There is only one way to know everlasting joy: to receive Christ. Through him alone do we receive the gift of the Holy Spirit who produces His fruit within us. We recognize that the transitory nature of this life cannot give us a lasting peace nor satisfy the yearning of our soul. We turn to the only One who can fill our emptiness: Jesus.
Jesus told a parable about a sower in a field who scattered seed on different soils (see Matthew 13:1-9). The first seed falls on a path and gets trampled, and it fails to sprout. The second is cast on rocky soil. It sprouts, but soon dies off for lack of a root system. The third portion ends up among thorns that soon choke off further growth. Other seed falls on rich soil, where it grows and yields fruit.
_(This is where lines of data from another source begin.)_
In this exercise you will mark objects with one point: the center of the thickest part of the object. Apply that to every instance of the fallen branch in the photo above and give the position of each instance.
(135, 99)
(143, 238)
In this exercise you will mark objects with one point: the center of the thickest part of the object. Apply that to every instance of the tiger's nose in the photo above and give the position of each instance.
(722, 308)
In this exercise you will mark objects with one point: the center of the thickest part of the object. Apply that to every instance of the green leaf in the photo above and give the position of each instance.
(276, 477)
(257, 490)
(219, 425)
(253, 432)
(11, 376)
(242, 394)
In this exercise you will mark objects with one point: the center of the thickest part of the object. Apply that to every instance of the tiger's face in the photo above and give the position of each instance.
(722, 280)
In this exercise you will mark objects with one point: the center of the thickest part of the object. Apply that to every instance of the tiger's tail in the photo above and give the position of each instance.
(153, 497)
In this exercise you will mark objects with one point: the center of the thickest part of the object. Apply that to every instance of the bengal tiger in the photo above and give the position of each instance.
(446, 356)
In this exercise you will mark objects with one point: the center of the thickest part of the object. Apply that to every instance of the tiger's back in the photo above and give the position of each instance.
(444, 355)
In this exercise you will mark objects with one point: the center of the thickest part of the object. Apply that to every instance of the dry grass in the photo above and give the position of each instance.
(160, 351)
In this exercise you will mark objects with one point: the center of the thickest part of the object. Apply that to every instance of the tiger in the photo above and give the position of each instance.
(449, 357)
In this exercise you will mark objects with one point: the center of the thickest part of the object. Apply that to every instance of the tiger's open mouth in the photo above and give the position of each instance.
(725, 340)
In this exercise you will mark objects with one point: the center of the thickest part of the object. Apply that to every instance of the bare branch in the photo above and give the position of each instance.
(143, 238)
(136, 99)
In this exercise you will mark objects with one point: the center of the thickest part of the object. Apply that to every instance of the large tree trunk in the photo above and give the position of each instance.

This story has implications for our experience of joy. Some hear the Good News but fail to grasp it and never come to know Christ. Others seem to receive the Gospel and experience a momentary happiness. But they go no further and fail to develop a relationship with Christ. Their joy fades. At first, they may wonder what happened, but even the little faith they have will wither away. The third group represents Christians who receive Christ and seek to follow him. But the cares and concerns of life take over and choke the spiritual life out of them. They lose their joy. We’ll take a closer look at the second and third groups in the next two weeks.
Finding Joy is the first of a four-part series on joy as a fruit of the Holy Spirit.